/**
* HTML to Lexical JSON Converter
* Story 1.3: Content Migration Script
*
* Converts HTML content to Payload CMS Lexical editor format
*/
import { parse } from 'html-parse-stringify'
// ============================================================
// LEXICAL JSON TYPES
// ============================================================
interface LexicalNode {
type: string
version: number
[key: string]: any
}
interface LexicalTextContent {
type: 'text'
version: 1
detail?: { 0: any; 1: any }
format?: number
mode?: string
style?: string
text: string
}
interface LexicalElementNode {
type: 'element' | 'heading' | 'link' | 'list' | 'listitem' | 'quote' | 'paragraph'
version: 1
children: LexicalContent[]
direction?: 'ltr' | 'rtl' | null
format?: '' | 'left' | 'start' | 'center' | 'right' | 'end' | 'justify'
indent?: number
tag?: string
listType?: 'bullet' | 'number'
rel?: null | string
target?: null | string
title?: null | string
url?: string
}
interface LexicalLinebreakNode {
type: 'linebreak'
version: 1
}
interface LexicalRoot {
type: 'root'
version: 1
children: LexicalElementNode[]
direction: 'ltr' | 'rtl' | null
}
type LexicalContent = LexicalTextContent | LexicalElementNode | LexicalLinebreakNode
// ============================================================
// HTML TO LEXICAL CONVERTER
// ============================================================
/**
* Convert HTML string to Lexical JSON format (returns object for Payload local API)
*
* IMPORTANT: Payload's richText field expects content wrapped in { "root": {...} } structure
*/
export function htmlToLexical(html: string): string {
if (!html || typeof html !== 'string') {
return createEmptyLexical()
}
// Clean the HTML first
const cleanedHtml = cleanHtml(html)
try {
const ast = parse(cleanedHtml)
const children = convertNodes(ast)
// Clean up empty text nodes that Payload doesn't accept
const cleanedChildren = cleanEmptyTextNodes(children)
const lexicalObject = {
type: 'root',
version: 1,
children: cleanedChildren.length > 0 ? cleanedChildren : [createEmptyParagraph()],
direction: null,
} satisfies LexicalRoot
// Wrap in { "root": ... } structure for Payload's richText field
// This is the format Payload expects when storing Lexical content
return JSON.stringify({ root: lexicalObject })
} catch (error) {
console.warn('Failed to parse HTML, using fallback:', error)

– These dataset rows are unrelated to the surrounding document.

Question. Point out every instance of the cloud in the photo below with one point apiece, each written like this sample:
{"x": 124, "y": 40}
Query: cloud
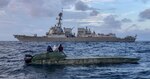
{"x": 145, "y": 14}
{"x": 126, "y": 20}
{"x": 110, "y": 22}
{"x": 4, "y": 3}
{"x": 94, "y": 13}
{"x": 81, "y": 6}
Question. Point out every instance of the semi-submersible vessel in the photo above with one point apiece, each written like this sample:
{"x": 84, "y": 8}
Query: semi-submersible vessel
{"x": 58, "y": 34}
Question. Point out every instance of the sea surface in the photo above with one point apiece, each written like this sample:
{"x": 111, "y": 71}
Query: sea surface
{"x": 12, "y": 65}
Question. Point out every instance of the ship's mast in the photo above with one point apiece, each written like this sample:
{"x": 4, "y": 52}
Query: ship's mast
{"x": 60, "y": 19}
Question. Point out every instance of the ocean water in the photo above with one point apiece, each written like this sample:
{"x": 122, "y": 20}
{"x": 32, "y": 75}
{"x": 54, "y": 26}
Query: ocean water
{"x": 12, "y": 65}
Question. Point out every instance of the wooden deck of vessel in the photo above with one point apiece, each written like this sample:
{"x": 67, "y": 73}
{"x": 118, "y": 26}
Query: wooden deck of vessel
{"x": 87, "y": 61}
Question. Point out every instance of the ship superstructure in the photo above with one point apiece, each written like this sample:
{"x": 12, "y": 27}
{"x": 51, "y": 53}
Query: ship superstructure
{"x": 58, "y": 34}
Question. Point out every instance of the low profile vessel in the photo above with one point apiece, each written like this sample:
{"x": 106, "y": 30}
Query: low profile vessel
{"x": 59, "y": 58}
{"x": 59, "y": 34}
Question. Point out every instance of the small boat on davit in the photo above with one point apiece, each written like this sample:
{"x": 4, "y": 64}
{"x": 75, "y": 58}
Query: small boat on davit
{"x": 59, "y": 58}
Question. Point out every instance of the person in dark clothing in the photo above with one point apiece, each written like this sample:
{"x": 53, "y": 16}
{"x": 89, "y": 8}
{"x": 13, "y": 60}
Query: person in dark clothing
{"x": 60, "y": 48}
{"x": 49, "y": 49}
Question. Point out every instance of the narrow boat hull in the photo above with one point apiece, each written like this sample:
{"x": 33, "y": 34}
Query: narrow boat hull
{"x": 56, "y": 59}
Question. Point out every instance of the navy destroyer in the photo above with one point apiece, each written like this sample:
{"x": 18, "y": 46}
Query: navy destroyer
{"x": 58, "y": 34}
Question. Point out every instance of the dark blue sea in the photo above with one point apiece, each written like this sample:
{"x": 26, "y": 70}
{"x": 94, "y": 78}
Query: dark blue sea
{"x": 12, "y": 65}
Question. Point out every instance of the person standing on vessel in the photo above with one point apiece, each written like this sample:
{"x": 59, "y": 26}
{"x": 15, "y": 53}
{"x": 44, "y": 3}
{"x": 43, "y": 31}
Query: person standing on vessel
{"x": 60, "y": 48}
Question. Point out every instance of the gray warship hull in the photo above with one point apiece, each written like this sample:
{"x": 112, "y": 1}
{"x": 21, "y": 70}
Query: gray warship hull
{"x": 25, "y": 38}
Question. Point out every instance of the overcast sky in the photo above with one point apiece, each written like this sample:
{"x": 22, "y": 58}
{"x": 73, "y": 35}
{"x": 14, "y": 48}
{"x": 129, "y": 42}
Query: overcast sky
{"x": 123, "y": 17}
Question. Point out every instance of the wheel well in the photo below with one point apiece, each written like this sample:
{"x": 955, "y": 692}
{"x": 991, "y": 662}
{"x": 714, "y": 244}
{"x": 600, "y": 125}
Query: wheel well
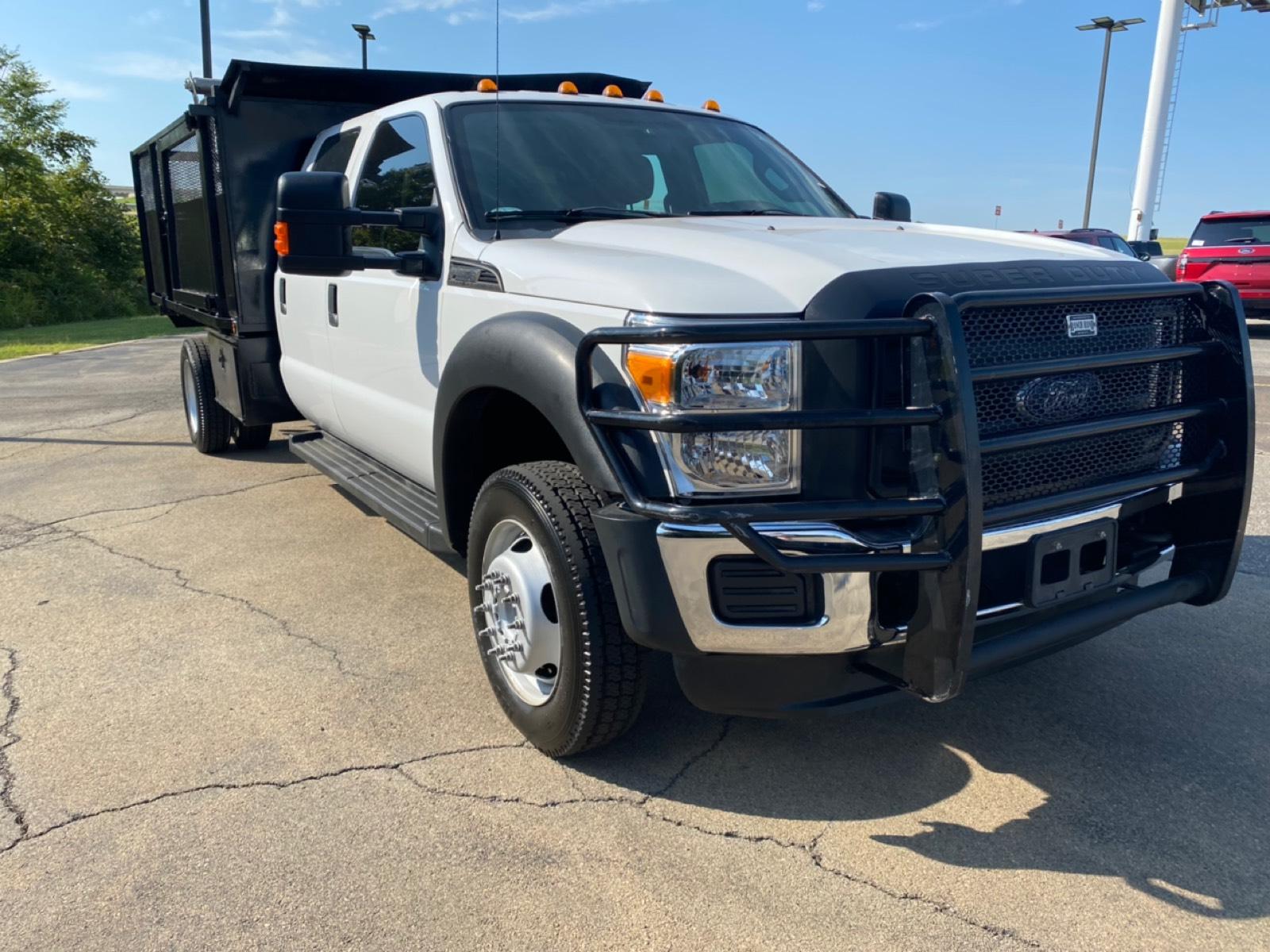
{"x": 488, "y": 429}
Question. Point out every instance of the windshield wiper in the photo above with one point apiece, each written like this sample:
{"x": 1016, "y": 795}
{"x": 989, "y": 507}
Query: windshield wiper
{"x": 721, "y": 213}
{"x": 595, "y": 213}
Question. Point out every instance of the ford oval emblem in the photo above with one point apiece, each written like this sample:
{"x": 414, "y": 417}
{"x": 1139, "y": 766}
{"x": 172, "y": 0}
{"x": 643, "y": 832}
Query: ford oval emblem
{"x": 1053, "y": 399}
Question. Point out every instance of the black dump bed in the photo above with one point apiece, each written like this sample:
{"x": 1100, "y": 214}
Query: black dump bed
{"x": 206, "y": 196}
{"x": 211, "y": 262}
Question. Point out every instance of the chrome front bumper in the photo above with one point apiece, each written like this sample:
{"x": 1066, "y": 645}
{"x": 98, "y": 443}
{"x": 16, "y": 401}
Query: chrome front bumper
{"x": 846, "y": 624}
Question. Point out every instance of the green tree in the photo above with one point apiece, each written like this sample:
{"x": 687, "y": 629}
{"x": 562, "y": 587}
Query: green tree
{"x": 67, "y": 249}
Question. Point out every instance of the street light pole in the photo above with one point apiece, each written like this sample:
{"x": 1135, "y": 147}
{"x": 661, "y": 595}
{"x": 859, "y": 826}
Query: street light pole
{"x": 1108, "y": 25}
{"x": 365, "y": 33}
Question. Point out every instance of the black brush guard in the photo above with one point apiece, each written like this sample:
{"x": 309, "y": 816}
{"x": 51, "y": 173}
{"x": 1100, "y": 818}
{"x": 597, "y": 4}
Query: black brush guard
{"x": 945, "y": 552}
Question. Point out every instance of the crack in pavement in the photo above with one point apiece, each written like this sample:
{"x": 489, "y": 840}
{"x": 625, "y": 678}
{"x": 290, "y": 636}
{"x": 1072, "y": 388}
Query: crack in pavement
{"x": 173, "y": 503}
{"x": 10, "y": 736}
{"x": 16, "y": 437}
{"x": 27, "y": 837}
{"x": 184, "y": 582}
{"x": 643, "y": 804}
{"x": 812, "y": 848}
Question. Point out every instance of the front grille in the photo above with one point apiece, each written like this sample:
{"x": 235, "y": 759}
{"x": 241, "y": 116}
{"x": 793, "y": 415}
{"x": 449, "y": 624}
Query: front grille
{"x": 1003, "y": 404}
{"x": 1079, "y": 463}
{"x": 1028, "y": 333}
{"x": 1032, "y": 400}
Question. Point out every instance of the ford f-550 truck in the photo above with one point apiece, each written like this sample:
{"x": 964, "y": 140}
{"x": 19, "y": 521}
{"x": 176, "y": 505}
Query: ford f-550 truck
{"x": 664, "y": 390}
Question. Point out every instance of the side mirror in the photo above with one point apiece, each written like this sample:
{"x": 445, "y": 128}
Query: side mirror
{"x": 314, "y": 232}
{"x": 891, "y": 206}
{"x": 314, "y": 219}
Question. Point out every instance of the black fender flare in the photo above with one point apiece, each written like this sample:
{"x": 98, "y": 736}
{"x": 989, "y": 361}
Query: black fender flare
{"x": 533, "y": 357}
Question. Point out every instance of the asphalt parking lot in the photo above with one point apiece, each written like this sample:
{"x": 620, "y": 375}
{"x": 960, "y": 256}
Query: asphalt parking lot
{"x": 241, "y": 712}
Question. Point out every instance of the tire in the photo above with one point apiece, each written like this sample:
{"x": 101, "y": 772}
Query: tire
{"x": 598, "y": 685}
{"x": 252, "y": 437}
{"x": 209, "y": 423}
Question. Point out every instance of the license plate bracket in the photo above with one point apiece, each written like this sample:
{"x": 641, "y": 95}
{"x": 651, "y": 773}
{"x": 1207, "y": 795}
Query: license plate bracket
{"x": 1071, "y": 562}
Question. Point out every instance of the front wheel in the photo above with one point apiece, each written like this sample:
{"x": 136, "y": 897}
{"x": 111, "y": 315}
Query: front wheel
{"x": 544, "y": 609}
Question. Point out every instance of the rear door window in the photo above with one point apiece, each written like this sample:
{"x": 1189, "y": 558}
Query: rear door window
{"x": 1232, "y": 232}
{"x": 336, "y": 150}
{"x": 397, "y": 175}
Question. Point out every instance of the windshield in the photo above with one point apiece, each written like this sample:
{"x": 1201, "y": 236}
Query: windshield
{"x": 1232, "y": 232}
{"x": 560, "y": 163}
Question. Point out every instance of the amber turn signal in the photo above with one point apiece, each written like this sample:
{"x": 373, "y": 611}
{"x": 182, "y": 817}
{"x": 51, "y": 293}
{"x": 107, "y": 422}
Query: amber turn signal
{"x": 653, "y": 374}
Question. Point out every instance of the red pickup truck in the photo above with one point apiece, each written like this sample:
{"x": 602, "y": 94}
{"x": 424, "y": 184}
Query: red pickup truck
{"x": 1232, "y": 247}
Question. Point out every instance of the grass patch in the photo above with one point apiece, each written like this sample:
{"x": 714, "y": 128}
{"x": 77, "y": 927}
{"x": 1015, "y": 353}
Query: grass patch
{"x": 55, "y": 338}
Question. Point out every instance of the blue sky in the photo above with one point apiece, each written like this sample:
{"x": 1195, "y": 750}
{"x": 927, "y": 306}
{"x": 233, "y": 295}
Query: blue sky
{"x": 959, "y": 105}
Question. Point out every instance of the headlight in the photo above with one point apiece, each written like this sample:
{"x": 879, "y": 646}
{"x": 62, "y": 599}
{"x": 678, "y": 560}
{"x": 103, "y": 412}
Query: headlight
{"x": 733, "y": 378}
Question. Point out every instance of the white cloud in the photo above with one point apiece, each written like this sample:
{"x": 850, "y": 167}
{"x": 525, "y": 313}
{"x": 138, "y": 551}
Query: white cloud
{"x": 140, "y": 65}
{"x": 564, "y": 8}
{"x": 262, "y": 33}
{"x": 149, "y": 18}
{"x": 463, "y": 8}
{"x": 74, "y": 89}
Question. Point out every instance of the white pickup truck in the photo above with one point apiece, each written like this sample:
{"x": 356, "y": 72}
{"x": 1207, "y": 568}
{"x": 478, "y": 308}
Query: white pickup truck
{"x": 664, "y": 390}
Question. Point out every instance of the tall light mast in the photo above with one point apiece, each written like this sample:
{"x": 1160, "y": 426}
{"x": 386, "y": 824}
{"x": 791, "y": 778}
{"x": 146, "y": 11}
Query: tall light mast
{"x": 1164, "y": 67}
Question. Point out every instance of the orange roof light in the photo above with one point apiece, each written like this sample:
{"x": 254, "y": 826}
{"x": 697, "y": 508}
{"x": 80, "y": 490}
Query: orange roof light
{"x": 653, "y": 372}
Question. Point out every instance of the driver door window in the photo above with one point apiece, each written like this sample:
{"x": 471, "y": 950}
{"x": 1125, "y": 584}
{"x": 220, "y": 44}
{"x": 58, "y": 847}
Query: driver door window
{"x": 397, "y": 175}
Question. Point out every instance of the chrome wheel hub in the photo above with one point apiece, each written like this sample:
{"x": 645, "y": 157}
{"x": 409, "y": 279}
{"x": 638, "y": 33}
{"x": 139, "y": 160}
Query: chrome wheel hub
{"x": 518, "y": 621}
{"x": 187, "y": 384}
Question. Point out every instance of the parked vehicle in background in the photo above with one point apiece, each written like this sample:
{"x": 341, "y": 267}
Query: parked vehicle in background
{"x": 1099, "y": 238}
{"x": 1153, "y": 253}
{"x": 1232, "y": 247}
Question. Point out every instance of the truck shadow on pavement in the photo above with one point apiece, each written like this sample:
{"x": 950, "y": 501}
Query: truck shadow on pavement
{"x": 1140, "y": 755}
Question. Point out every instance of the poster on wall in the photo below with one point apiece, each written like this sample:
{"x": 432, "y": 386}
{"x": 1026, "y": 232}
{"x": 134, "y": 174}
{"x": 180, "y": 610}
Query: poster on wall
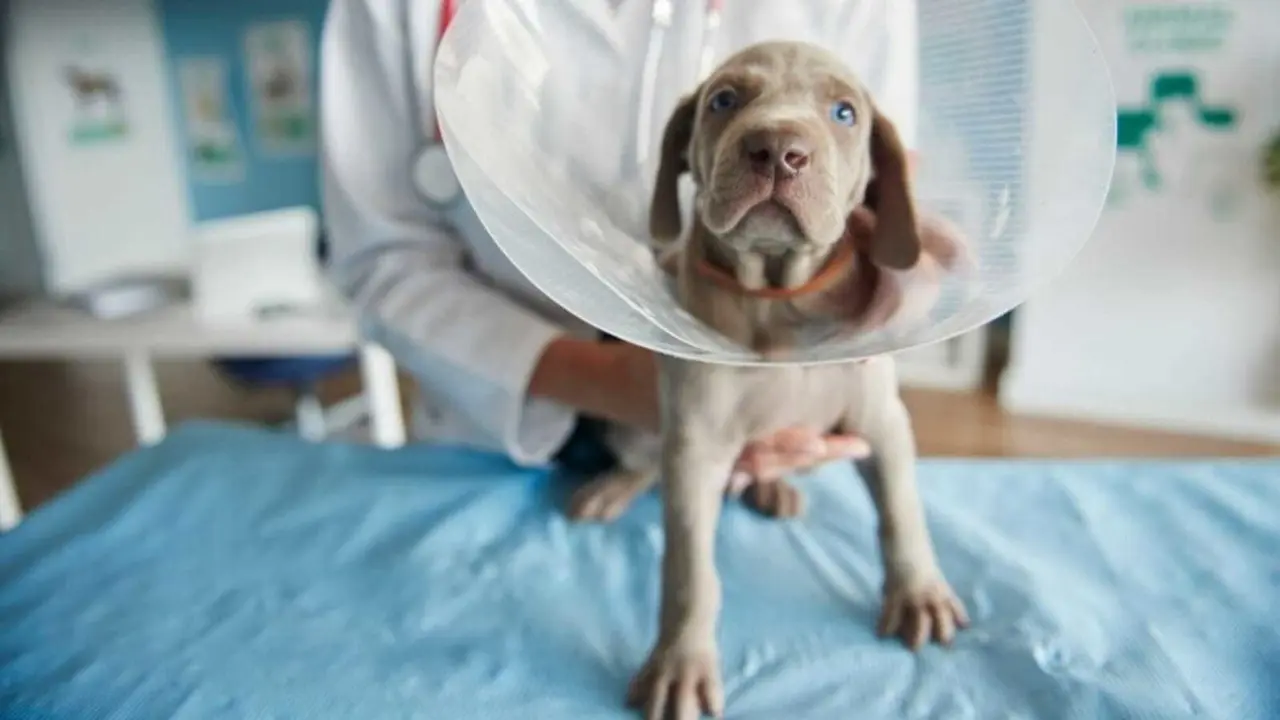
{"x": 96, "y": 91}
{"x": 279, "y": 63}
{"x": 1189, "y": 124}
{"x": 215, "y": 153}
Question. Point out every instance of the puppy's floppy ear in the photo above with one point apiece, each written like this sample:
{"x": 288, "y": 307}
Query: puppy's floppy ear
{"x": 896, "y": 241}
{"x": 664, "y": 209}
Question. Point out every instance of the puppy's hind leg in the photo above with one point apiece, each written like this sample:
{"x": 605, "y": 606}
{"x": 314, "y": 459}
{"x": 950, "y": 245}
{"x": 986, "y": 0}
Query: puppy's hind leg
{"x": 919, "y": 604}
{"x": 607, "y": 497}
{"x": 773, "y": 497}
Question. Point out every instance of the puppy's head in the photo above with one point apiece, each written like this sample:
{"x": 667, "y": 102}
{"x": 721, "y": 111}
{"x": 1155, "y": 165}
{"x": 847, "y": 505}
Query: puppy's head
{"x": 784, "y": 142}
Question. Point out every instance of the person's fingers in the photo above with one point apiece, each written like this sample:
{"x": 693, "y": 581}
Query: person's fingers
{"x": 792, "y": 441}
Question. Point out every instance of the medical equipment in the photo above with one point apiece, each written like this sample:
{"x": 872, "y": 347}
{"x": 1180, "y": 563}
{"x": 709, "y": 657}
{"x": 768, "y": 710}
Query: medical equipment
{"x": 131, "y": 295}
{"x": 433, "y": 172}
{"x": 286, "y": 579}
{"x": 1034, "y": 173}
{"x": 260, "y": 264}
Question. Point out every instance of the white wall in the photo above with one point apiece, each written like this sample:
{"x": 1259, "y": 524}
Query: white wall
{"x": 1170, "y": 317}
{"x": 19, "y": 261}
{"x": 117, "y": 206}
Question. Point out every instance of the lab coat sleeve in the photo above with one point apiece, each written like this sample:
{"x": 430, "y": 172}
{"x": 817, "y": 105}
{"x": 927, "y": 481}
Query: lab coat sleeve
{"x": 469, "y": 345}
{"x": 896, "y": 81}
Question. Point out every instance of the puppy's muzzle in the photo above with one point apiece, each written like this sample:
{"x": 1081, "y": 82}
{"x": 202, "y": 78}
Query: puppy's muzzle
{"x": 776, "y": 154}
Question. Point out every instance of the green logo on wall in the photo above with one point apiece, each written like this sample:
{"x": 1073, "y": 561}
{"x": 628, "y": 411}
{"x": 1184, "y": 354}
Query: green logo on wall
{"x": 1136, "y": 127}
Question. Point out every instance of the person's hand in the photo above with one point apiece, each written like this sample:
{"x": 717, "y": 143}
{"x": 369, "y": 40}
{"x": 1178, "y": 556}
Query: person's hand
{"x": 790, "y": 451}
{"x": 618, "y": 381}
{"x": 615, "y": 381}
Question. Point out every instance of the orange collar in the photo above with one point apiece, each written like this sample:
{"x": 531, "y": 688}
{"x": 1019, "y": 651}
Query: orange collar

return createTextLexical(cleanedHtml)
}
}
/**
* Convert HTML string to Lexical object (for direct use with Payload local API)
* Returns { root: LexicalRoot } format for Payload richText field
*/
export function htmlToLexicalObject(html: string): { root: LexicalRoot } {
if (!html || typeof html !== 'string') {
return JSON.parse(createEmptyLexical())
}
// Clean the HTML first
const cleanedHtml = cleanHtml(html)
try {
const ast = parse(cleanedHtml)
const children = convertNodes(ast)
return {
root: {
type: 'root',
version: 1,
children: children.length > 0 ? children : [createEmptyParagraph()],
direction: null,
},
}
} catch (error) {
console.warn('Failed to parse HTML, using fallback:', error)
return JSON.parse(createTextLexical(cleanedHtml))
}
}
/**
* Create empty Lexical JSON structure
*/
function createEmptyLexical(): string {
return JSON.stringify({
root: {
type: 'root',
version: 1,
children: [createEmptyParagraph()],
direction: null,
},
})
}
/**
* Create Lexical JSON with plain text (fallback)
*/
function createTextLexical(text: string): string {
return JSON.stringify({
root: {
type: 'root',
version: 1,
children: [
{
type: 'paragraph',
version: 1,
children: [createTextNode(text)],
},
],
direction: null,
},
})
}
/**
* Create an empty paragraph node
*/
function createEmptyParagraph(): LexicalElementNode {
return {
type: 'paragraph',
version: 1,
children: [createTextNode('')],
}
}
/**
* Clean empty text nodes from Lexical tree
* Payload's Lexical validator rejects empty text nodes
*/
function cleanEmptyTextNodes(nodes: LexicalElementNode[]): LexicalElementNode[] {
return nodes
.map((node) => {
// Clean children recursively
if (node.children && Array.isArray(node.children)) {
const cleanedChildren = node.children
.filter((child: any) => {
// Remove empty text nodes
if (child.type === 'text' && child.text === '') {
return false
}
return true
})
.map((child: any) => {
// If child has children, clean those too
if (child.children && Array.isArray(child.children)) {
return {
...child,
children: child.children.filter((c: any) => {
if (c.type === 'text' && c.text === '') {
return false
}
return true
}),
}
}
return child
})
// If all children were removed, add an empty text node
if (cleanedChildren.length === 0) {
return { ...node, children: [createTextNode('')] }
}
return { ...node, children: cleanedChildren }
}
return node
})
.filter((node) => {
// Remove nodes that became invalid after cleaning
return node.type !== 'linebreak'
})
}
/**
* Clean HTML by removing unwanted elements
*/
function cleanHtml(html: string): string {
return html
// Remove script and style tags
.replace(/